Former President Donald Trump saw our enemies for what they were, not as he wished they were. Our adversaries are delighted to see President Biden’s attention diverted from that cleareyed approach. They know that Mr. Biden’s proclivity to “Blame America First” translates to a policy of “Put America Last.” For our enemies, that represents a refreshing break from the “America First” approach Donald Trump employed that kept them in check.
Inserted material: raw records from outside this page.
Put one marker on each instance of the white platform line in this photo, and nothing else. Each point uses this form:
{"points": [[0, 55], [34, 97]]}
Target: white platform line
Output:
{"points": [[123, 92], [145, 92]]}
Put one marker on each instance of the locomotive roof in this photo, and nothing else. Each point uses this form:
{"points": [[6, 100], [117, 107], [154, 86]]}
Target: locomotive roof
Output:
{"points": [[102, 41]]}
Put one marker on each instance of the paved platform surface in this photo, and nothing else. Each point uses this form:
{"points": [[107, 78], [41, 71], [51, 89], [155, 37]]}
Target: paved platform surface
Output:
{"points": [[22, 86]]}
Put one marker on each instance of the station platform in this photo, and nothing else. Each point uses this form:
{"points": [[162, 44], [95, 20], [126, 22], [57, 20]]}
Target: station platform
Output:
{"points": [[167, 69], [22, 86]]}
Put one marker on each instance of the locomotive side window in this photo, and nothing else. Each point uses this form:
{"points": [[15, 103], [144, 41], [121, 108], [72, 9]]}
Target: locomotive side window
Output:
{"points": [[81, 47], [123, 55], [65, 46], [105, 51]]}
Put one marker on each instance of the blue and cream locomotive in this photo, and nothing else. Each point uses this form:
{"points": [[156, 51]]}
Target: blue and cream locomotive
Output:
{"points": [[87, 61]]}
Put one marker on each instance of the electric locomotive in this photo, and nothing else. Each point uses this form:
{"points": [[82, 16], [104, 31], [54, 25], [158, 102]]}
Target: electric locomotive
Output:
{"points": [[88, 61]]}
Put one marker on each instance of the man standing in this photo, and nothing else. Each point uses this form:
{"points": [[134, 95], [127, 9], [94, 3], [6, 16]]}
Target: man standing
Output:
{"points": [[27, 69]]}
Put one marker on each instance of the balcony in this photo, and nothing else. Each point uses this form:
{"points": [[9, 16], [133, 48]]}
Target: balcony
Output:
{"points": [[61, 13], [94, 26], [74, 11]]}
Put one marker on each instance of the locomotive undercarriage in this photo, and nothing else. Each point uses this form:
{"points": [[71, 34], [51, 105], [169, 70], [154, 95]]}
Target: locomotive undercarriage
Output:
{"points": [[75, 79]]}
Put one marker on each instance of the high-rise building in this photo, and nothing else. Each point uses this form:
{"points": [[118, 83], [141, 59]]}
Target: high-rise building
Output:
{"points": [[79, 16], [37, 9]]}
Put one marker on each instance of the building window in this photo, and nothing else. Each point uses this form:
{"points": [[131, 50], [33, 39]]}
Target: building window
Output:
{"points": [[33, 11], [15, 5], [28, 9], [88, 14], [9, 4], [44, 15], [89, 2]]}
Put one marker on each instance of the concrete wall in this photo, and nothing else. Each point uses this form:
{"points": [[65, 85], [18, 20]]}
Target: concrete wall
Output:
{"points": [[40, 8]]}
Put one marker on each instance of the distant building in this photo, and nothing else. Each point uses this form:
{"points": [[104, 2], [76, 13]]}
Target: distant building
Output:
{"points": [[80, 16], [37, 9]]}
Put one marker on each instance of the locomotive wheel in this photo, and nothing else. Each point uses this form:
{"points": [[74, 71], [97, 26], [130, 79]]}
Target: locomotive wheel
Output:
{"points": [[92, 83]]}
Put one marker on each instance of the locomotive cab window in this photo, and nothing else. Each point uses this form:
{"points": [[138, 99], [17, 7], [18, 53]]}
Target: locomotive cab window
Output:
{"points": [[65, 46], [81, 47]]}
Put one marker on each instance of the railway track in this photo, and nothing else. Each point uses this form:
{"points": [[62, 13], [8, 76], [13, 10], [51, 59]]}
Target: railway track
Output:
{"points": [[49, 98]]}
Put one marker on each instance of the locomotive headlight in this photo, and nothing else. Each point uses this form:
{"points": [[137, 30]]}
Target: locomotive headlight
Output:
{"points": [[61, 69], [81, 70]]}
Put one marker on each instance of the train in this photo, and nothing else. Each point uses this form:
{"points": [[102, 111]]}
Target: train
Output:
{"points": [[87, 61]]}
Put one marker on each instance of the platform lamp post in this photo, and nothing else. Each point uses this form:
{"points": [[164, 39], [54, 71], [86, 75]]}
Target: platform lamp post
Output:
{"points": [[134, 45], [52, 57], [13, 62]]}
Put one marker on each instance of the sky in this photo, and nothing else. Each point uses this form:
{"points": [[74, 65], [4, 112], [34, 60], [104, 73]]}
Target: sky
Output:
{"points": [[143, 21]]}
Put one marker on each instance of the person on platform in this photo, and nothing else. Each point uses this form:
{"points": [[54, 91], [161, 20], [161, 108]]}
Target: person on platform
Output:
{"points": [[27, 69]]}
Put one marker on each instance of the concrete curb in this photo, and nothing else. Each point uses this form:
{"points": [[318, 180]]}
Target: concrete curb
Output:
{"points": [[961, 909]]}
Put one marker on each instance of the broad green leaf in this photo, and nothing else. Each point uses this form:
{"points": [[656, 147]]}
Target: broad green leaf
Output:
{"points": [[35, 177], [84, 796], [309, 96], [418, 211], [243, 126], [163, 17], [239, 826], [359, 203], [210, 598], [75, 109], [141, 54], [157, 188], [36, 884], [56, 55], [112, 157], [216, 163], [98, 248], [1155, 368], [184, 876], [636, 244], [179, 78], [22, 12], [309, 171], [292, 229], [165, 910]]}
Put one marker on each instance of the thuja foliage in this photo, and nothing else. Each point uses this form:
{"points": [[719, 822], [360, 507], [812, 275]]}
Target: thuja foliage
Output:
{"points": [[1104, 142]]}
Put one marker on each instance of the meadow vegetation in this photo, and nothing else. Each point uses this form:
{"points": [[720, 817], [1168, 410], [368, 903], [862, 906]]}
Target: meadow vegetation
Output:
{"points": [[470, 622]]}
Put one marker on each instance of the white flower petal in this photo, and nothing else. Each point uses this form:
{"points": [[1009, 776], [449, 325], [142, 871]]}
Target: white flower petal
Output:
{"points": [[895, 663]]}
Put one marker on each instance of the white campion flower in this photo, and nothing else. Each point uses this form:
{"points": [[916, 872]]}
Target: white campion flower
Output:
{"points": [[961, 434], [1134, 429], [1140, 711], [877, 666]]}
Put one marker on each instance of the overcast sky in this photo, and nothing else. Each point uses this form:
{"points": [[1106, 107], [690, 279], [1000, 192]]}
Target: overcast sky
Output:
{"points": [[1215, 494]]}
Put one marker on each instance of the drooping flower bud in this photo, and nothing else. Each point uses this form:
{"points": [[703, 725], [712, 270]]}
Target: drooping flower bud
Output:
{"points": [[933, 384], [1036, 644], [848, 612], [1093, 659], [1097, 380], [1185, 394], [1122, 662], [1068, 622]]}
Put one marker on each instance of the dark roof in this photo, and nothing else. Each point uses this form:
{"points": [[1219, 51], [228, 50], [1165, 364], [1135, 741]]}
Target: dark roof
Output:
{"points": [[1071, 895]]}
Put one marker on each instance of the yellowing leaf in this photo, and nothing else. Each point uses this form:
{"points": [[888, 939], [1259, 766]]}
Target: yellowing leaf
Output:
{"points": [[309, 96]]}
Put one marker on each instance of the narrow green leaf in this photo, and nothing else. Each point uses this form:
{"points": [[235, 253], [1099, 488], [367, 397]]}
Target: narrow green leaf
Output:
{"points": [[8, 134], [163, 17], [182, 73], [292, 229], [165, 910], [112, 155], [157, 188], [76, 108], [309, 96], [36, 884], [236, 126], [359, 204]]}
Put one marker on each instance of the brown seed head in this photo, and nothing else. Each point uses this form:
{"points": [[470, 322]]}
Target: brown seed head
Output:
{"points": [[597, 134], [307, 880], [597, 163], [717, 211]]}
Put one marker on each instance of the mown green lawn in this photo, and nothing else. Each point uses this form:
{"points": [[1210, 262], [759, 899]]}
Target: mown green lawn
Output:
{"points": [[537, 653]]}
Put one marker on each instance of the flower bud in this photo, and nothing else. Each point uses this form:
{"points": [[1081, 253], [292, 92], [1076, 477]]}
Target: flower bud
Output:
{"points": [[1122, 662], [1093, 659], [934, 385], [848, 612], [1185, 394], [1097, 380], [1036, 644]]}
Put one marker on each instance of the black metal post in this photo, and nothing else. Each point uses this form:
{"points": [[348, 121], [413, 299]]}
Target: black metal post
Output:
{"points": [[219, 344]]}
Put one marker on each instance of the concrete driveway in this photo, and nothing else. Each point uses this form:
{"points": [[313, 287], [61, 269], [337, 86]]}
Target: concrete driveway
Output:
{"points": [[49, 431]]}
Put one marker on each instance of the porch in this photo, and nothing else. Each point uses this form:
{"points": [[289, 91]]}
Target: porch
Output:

They knew that Mr. Trump would not take their aggression and misdeeds lightly.

But now they know this: While Mr. Biden is focused on equity and climate change, China, Russia, Iran and North Korea can be focused on hegemony and balance of power change.  

One need look no further than Mr. Biden’s actions vis-a-vis Iran in the first 30 days of his nascent administration. On Feb. 15, Iranian Shia militias in northern Iraq shelled a U.S. base, wounding one American service member and two civilians. Simultaneously Mr. Biden signaled his intention to reduce crippling economic sanctions on Iran and reenter negotiations with its terror-mullahs to reinstate the Iran nuclear deal.

Worse yet, Mr. Biden turned to European nations to initiate those negotiations, seeming to have forgotten how eager Europe is to secure lucrative economic deals with Tehran. Turning to Europe to set the table for a new nuclear deal with Iran is akin to asking China to set our trade policy. Mr. Obama was right. Don’t underestimate Joe’s ability to foul things up. And John Kerry and Susan Rice are there to help.

• L. Scott Lingamfelter is a retired U.S. Army colonel, former member of the Virginia House of Delegates and author of “Desert Redleg: Artillery Warfare in the First Gulf War” (University Press of Kentucky).